Amrita students develop first Indian self-driving wheelchair

05th July 2018
Amrita students develop  first  Indian self-driving wheelchair
Dr. Rajesh Kannan Megalingam flanked by the 3 student -developers of the self-drive wheel chair

Coimbatore, July 5 2018: Three final-year B.Tech students of Amrita Vishwa Vidyapeetham led by their professor have developed a self-driving wheelchair that can safely take a user from one point to another by navigating its own path and avoiding obstacles on the way. 
Called Self-E, the  wheelchair uses a Robotic Operating System (ROS) for autonomous navigation. It creates a map of the surrounding space, along with static and dynamic obstacles, using a laser sensor and displays it through a smartphone app. The user can then touch any point on the generated map, and the wheelchair will drive to that place automatically without user intervention.
Unlike imported self-driving wheelchairs which are quite expensive, the young inventors of Amrita have managed to produce the prototype  for below Rs 100,000.
Said Dr. Rajesh Kannan Megalingam, Asst. Professor of Electronics & Communications and Director of Humanitarian Technology Lab at Amrita Vishwa Vidyapeetham, who mentored the undergraduate engineering students : “The Self-E self-driving wheelchair is unique in the sense that it is the first self-driving wheelchair in India built by research lab of a university without any collaboration with foreign universities or companies. It now needs to be tested in different environments like hospitals and airports with patients and wheelchair users. The current version is a successful prototype and, with the help of Technology Business Incubator of Amrita Vishwa Vidyapeetham, we hope to commercialize the product.”
The three students who designed the Self-E wheelchair – Chinta Ravi Teja, Sarath Sreekanth and Akhil Raj – have been working for the last two years as junior researchers at Amrita Vishwa Vidyapeetham’s Humanitarian Technology Lab.

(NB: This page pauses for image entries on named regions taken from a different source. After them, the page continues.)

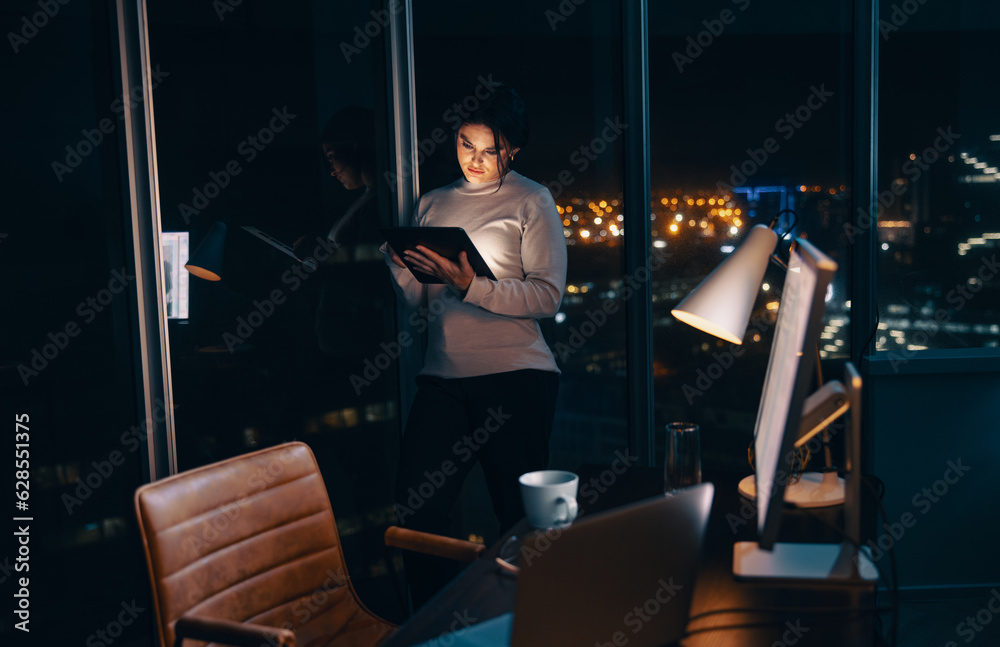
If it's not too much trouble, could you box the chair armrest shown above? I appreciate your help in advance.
[385,526,486,562]
[174,616,295,647]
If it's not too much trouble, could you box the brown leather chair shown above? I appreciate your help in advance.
[135,442,395,647]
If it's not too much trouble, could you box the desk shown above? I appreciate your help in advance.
[383,466,875,647]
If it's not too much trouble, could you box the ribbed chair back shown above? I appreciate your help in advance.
[135,442,395,647]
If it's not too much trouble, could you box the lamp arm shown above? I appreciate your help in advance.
[795,380,851,447]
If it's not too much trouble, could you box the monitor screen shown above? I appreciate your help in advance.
[754,239,837,549]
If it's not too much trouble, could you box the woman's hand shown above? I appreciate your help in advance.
[403,245,476,296]
[385,243,406,268]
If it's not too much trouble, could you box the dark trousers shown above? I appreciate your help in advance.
[396,370,559,608]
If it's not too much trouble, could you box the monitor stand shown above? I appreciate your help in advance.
[733,541,878,584]
[738,471,844,508]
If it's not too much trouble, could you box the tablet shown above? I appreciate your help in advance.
[380,227,497,283]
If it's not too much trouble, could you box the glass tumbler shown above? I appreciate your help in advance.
[663,422,701,493]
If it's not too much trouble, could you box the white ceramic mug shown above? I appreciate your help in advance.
[518,470,580,529]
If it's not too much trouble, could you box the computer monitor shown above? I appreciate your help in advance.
[754,239,837,549]
[160,231,190,319]
[733,238,875,579]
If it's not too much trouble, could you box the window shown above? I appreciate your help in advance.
[867,1,1000,354]
[148,1,399,617]
[649,0,853,469]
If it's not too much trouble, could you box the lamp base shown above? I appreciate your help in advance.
[739,472,844,508]
[733,541,878,583]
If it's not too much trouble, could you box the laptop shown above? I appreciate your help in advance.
[511,483,715,647]
[414,483,715,647]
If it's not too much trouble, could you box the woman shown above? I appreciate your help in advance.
[385,86,566,604]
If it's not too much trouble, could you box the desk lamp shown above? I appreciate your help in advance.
[670,220,850,507]
[184,222,226,281]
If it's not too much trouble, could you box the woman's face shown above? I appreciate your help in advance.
[323,144,364,191]
[457,124,519,184]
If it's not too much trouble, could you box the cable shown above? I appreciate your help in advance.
[688,606,893,622]
[788,476,899,647]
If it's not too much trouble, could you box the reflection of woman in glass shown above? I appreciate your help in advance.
[312,106,391,360]
[385,86,566,604]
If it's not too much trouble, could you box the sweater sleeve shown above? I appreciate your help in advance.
[465,187,566,319]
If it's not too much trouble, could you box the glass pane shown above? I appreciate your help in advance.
[414,0,628,534]
[649,0,853,470]
[0,2,152,645]
[875,1,1000,352]
[148,1,399,617]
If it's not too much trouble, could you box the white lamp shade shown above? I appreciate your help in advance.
[670,225,778,344]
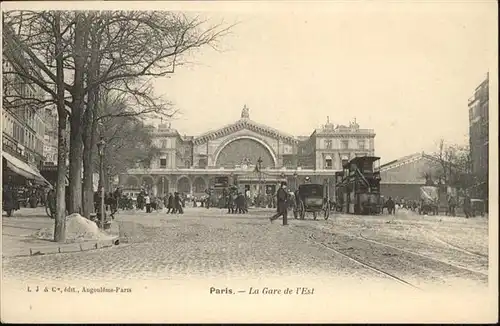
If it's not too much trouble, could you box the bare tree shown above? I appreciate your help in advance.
[427,139,473,189]
[3,11,231,224]
[2,12,72,242]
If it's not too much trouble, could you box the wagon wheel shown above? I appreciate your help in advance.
[299,200,306,220]
[323,203,330,221]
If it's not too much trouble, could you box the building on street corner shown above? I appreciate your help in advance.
[2,53,45,185]
[120,106,375,196]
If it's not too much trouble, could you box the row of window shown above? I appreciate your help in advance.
[325,139,366,149]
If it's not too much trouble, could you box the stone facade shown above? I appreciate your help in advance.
[120,106,375,195]
[2,57,45,170]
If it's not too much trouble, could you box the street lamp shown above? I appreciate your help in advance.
[97,137,106,229]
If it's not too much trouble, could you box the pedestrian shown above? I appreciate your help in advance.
[385,197,396,215]
[227,191,234,214]
[174,192,184,214]
[144,193,151,213]
[464,194,472,218]
[46,188,56,218]
[448,195,457,216]
[166,193,174,214]
[269,181,288,225]
[201,188,212,209]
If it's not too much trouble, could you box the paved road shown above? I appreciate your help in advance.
[3,208,488,287]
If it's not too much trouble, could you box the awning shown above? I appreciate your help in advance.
[2,152,50,185]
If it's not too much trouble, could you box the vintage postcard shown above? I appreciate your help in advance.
[1,0,498,323]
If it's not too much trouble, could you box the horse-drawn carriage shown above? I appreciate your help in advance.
[293,183,330,220]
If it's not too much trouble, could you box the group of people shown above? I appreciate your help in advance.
[226,189,249,214]
[163,192,186,214]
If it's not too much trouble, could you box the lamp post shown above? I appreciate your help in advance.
[97,136,106,229]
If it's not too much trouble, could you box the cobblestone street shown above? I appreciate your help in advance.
[3,208,488,292]
[4,208,376,280]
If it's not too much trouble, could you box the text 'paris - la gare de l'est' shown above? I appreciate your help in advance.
[210,287,314,295]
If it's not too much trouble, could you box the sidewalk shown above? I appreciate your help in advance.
[1,207,119,257]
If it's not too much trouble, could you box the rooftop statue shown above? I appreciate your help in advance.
[241,104,250,119]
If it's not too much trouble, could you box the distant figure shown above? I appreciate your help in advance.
[464,194,472,218]
[448,196,457,216]
[144,194,151,213]
[167,193,174,214]
[270,181,288,225]
[174,192,184,214]
[227,191,235,214]
[47,189,56,218]
[386,197,396,215]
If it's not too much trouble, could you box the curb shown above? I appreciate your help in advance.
[2,237,120,258]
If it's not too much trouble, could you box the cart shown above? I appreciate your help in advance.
[293,183,330,220]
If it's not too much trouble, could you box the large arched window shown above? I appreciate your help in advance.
[216,138,274,168]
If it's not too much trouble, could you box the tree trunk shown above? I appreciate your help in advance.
[83,103,95,218]
[83,19,101,218]
[54,13,68,242]
[69,12,88,214]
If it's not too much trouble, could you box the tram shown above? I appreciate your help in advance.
[335,156,383,215]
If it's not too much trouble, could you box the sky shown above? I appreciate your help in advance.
[149,1,497,162]
[3,0,497,163]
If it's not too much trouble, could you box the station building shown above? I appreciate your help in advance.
[119,106,375,196]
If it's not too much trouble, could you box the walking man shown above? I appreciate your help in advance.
[174,192,184,214]
[270,181,288,225]
[464,193,472,218]
[144,194,151,213]
[167,193,174,214]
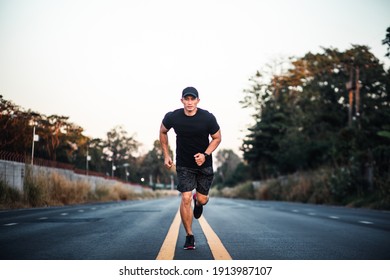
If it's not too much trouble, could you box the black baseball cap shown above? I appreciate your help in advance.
[181,87,199,98]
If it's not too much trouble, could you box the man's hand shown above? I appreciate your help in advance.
[164,157,173,169]
[194,153,206,166]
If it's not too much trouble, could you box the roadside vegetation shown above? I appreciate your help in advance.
[210,166,390,210]
[0,168,173,209]
[0,27,390,209]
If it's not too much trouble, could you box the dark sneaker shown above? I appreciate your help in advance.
[193,194,203,219]
[184,235,195,250]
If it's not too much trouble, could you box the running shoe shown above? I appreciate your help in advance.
[193,194,203,219]
[184,235,195,250]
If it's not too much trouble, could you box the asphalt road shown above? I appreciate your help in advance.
[0,197,390,260]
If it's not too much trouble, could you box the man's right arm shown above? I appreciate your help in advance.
[160,123,173,168]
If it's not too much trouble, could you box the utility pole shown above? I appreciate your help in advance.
[345,66,355,127]
[355,66,360,129]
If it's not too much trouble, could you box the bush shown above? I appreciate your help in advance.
[0,179,22,208]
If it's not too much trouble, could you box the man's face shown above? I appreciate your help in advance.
[181,95,199,112]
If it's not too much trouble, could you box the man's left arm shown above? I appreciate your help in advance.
[194,129,222,166]
[204,129,222,155]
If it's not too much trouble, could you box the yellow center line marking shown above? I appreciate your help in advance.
[199,216,232,260]
[156,208,232,260]
[156,210,181,260]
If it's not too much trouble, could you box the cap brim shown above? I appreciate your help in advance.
[183,92,198,98]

Explains  Teja: “The self-driving wheelchair allows patients to be easily transported from one place to another anywhere at a hospital, airport or even a home. If patients are able to operate a smartphone, they are relieved from the continuous use of traditional joystick to steer the wheelchair. With a simple touch on the map displayed on the mobile screen, the wheelchair takes them to the destination. They can have complete control over the wheelchair without anyone’s help. On the other hand, if some patients have a problem in using a smartphone, a friend or family member or assistant can use the Android App to transport them without the need to physically push the wheelchair.”
The Self-E wheelchair addresses a critical need. In a hospital or airport, people with mobility issues depend on a manual wheelchair along with wheelchair pushers, which hinders their freedom of movement. If they use a powered wheelchair with joystick control, they need to manipulate the joystick and steer the wheelchair all the way to the destination. Self-E, in contrast, maps the surrounding environment, including dynamic and static obstacles such as people, walls, pillars, tables, chairs, etc. using a laser sensor called LiDAR. The map is automatically loaded onto an Android smartphone or tablet through a specially developed app. Self-E’s autonomous operation allows users to relax and sip a cup of coffee, read a newspaper or chat with friends as the wheelchair takes them to the desired destination point on its own. The Self-E wheelchair can also be used at homes, retirement communities, assisted living communities, restaurants, washrooms, etc.